In plants, the biosynthesis of proline can occur via glutamate or ornithine pathway. Glutamate is the primary precursor for proline synthesis in osmotically stressed out and nitrogen deficient cells, while at higher levels of available nitrogen, the ornithine pathway is followed (Delauney et al. 1993). Biosynthetic pathway from glutamate to proline involves two important enzymes l-Δ1-pyrroline-5-carboxylate synthetase (P5CS, EC 2.7.2.11) and l-Δ1-pyrroline-5-carboxylate reductase (P5CR, EC 1.5.1.2). First glutamate is converted to glutamic-γ-semialdehyde (GSA) and L-Δ1-pyrroline-5-carboxylate (P5C) by the action of P5CS, and then P5CR catalyzes the conversion of P5C to l-proline (Fig. 9.3). The level of proline in plants is controlled by degradation or metabolism of proline, where ProDH (proline dehydrogenase, EC 1.5.1.12) oxidizes proline to P5C in plant mitochondria and finally P5C dehydrogenase (P5CD, EC 1.5.1.12) converts P5C to l-glutamate (Boggess and Koeppe 1978; Elthon and Stewart 1981). In normal conditions, this oxidation pathway is followed whereas, under salt and water stress such proline degradation pathway is inhibited, as a result proline level increases (Delauney and Verma 1993; Peng et al. 1996).

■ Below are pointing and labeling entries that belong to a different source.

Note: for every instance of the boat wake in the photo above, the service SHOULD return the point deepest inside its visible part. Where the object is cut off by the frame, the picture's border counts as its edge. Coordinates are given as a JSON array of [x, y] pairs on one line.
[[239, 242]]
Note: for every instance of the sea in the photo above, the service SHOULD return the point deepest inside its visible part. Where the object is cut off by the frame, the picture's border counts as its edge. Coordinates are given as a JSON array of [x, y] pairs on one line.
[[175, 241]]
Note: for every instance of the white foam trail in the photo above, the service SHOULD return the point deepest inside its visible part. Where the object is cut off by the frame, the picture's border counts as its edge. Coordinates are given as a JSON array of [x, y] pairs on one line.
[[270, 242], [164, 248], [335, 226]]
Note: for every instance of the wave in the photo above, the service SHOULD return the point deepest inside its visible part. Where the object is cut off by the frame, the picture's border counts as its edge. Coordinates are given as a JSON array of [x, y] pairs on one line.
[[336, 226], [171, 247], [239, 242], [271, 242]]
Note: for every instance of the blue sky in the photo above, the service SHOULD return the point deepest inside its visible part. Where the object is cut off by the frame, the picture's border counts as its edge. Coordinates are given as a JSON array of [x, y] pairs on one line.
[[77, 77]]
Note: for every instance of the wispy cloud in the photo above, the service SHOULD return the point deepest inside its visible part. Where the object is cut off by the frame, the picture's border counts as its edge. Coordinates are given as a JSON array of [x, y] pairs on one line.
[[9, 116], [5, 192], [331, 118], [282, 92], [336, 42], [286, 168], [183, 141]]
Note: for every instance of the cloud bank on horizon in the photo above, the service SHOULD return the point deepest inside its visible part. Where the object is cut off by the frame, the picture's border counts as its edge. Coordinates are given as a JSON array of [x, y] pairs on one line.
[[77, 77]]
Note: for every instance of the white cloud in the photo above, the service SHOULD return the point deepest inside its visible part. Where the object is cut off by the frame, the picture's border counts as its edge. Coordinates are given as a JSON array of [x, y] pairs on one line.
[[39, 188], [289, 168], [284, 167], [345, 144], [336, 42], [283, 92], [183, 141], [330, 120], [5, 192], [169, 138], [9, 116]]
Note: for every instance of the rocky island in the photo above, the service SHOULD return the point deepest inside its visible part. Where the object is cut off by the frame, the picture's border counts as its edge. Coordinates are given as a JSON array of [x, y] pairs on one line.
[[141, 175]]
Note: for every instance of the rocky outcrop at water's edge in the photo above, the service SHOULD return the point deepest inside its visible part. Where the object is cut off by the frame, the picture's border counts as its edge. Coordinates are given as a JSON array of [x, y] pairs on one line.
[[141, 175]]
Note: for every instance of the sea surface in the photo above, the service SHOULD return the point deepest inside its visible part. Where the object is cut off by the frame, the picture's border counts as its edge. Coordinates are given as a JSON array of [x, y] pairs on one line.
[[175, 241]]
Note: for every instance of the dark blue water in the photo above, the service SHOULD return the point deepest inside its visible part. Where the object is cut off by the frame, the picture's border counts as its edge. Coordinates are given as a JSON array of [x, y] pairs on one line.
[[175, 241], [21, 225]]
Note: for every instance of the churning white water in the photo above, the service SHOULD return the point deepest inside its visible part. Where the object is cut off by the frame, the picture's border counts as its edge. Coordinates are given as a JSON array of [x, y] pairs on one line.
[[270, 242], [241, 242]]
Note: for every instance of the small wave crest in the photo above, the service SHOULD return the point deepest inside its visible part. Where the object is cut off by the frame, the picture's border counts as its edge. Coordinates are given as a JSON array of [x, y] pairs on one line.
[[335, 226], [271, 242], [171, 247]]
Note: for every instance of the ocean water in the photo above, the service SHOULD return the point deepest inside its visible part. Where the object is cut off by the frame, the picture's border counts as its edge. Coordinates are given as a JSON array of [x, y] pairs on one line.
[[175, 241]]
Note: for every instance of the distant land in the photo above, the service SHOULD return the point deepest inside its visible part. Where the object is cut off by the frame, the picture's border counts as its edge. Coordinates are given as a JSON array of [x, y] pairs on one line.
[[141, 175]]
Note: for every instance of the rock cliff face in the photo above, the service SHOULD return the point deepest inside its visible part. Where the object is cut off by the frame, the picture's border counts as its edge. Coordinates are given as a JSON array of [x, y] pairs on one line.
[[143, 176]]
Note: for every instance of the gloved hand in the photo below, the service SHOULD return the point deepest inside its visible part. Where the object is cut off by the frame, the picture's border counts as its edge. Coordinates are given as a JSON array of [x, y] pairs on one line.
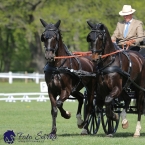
[[114, 41], [128, 43]]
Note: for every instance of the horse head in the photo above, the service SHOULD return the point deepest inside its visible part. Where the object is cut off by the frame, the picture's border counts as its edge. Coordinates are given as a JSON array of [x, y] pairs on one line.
[[50, 37], [97, 38]]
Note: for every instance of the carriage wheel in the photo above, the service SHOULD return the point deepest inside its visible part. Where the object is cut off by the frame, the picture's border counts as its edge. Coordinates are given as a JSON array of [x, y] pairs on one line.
[[109, 126], [94, 118]]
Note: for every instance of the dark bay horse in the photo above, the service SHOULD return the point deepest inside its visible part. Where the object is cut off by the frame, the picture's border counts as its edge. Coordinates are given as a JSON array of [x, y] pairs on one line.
[[60, 81], [117, 72]]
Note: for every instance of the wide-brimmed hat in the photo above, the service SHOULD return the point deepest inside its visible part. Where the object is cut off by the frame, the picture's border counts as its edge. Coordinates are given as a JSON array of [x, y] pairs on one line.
[[126, 10]]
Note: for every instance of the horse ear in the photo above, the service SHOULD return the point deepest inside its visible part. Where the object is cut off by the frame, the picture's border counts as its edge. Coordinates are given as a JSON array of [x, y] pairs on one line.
[[101, 26], [57, 24], [90, 24], [43, 23]]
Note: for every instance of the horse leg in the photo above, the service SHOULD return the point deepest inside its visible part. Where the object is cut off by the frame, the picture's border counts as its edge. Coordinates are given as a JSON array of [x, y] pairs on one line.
[[54, 111], [140, 109], [127, 101], [80, 98], [124, 120], [63, 96], [109, 113], [90, 97]]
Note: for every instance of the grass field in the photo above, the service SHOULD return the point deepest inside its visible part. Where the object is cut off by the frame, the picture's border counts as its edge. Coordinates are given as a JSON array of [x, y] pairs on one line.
[[33, 120]]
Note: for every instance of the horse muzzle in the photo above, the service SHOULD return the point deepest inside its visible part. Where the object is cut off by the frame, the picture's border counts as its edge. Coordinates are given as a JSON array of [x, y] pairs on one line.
[[95, 57], [49, 56]]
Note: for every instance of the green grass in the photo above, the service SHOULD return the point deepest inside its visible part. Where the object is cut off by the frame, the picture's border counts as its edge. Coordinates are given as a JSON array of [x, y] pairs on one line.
[[31, 118]]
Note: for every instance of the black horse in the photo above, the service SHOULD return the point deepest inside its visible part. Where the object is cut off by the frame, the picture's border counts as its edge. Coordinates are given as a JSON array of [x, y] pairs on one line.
[[116, 72], [59, 76]]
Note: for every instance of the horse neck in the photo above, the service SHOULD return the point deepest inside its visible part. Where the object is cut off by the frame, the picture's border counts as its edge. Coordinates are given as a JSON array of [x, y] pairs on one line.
[[60, 52], [109, 47]]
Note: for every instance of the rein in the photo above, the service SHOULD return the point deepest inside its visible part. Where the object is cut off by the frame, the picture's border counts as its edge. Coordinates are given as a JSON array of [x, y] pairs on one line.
[[79, 54]]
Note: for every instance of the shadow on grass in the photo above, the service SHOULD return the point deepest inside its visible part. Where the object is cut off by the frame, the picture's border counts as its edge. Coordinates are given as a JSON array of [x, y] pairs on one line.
[[118, 135]]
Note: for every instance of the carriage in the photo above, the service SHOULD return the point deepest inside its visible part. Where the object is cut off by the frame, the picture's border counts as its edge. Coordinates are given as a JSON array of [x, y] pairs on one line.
[[66, 74]]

Increased cellular proline content is reported to stabilize protein structure and protect cellular functions possibly by scavenging ROS under osmotic stress. Proline may also serve as a source of organic nitrogen, carbon, and energy during recovery from stress (Tyagi and Sairam 2004). This molecule is also involved in maintaining osmotic balance in the cell under dehydration conditions (Singh et al. 1972; Wyn Jones and Storeys 1978). During stress, higher proline content helps in maintaining the NADP+/NADPH ratio in the cell (Hare and Cress 1997). In E. coli, proline has been shown to be a potent osmoprotectant as proline over-producing mutant of E. coli was found to possess increased osmotolerance and enhanced stability of proteins and membranes in low water and high temperature conditions (Csonka et al. 1988).

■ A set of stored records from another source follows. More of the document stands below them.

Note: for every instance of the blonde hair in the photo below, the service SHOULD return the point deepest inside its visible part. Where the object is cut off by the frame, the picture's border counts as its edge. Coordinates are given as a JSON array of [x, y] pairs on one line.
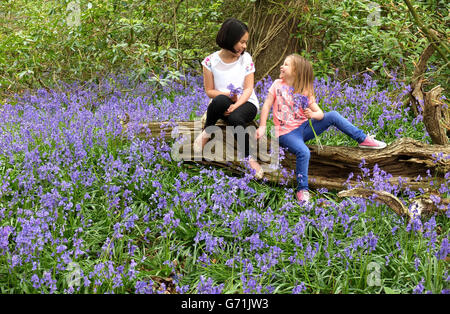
[[303, 75]]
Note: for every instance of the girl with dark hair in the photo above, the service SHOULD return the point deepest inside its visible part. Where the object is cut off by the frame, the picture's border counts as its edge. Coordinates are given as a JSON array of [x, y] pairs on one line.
[[224, 72], [294, 103]]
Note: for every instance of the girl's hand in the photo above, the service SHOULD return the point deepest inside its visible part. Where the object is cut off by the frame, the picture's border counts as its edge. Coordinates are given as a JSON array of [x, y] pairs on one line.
[[230, 110], [308, 113], [260, 132]]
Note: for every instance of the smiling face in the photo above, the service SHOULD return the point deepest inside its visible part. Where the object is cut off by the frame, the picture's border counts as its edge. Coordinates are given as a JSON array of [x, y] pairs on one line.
[[241, 45], [287, 70]]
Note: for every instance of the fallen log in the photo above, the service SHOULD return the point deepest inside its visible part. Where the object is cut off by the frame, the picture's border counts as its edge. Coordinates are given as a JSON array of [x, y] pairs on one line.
[[411, 163]]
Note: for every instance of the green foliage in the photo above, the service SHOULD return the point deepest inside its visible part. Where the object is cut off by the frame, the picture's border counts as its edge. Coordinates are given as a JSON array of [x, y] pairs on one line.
[[43, 42]]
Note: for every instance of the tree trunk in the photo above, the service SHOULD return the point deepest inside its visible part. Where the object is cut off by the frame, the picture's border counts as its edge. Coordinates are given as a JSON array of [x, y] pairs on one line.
[[416, 163]]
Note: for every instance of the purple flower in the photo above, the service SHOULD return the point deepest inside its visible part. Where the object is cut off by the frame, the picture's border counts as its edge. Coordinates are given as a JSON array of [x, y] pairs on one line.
[[207, 286], [420, 287], [301, 101], [299, 288]]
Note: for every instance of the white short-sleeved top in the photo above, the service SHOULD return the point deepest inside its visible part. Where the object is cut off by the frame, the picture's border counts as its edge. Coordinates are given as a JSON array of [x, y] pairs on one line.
[[231, 73]]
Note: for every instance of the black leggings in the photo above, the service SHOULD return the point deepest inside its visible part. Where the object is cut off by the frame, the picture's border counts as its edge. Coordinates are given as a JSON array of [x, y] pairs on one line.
[[243, 115]]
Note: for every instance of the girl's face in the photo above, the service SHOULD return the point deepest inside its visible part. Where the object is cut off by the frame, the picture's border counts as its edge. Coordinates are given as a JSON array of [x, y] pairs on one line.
[[241, 45], [286, 69]]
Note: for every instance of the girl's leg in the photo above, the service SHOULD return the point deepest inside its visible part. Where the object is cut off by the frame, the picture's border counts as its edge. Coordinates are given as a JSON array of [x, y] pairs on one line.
[[216, 109], [334, 118], [294, 142]]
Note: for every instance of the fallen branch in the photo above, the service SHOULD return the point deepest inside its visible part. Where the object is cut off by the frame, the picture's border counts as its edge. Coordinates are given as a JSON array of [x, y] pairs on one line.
[[411, 163], [419, 206]]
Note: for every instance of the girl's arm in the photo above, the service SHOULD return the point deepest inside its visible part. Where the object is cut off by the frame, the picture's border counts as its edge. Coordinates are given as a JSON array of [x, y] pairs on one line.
[[264, 114], [208, 83]]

Transgenic plants or mutants raised in several studies demonstrate metabolism and accumulation of proline and its importance for development and survival of plants in various adverse environmental conditions (Hong et al. 2000; Mattioli et al. 2008; Szekely et al. 2008). Over expression of moth bean P5CS in rice, wheat and in carrot cell lines conferred enhanced tolerance to salt stress (Zhu et al. 1998; Sawahel and Hassan 2002; Han and Hwang 2003). Various studies revealed upregulation of P5CS in Oryza sativa and Arabidopsis thaliana exposed to salt, dehydration, and ABA (Yoshiba et al. 1995; Igarashi et al. 1997). Tolerance to freezing and high salinity was established in antisense transgenic Arabidopsis plants carrying AtProDH encoding proline dehydrogenase, resulting in higher proline accumulation (Nanjo et al. 1999).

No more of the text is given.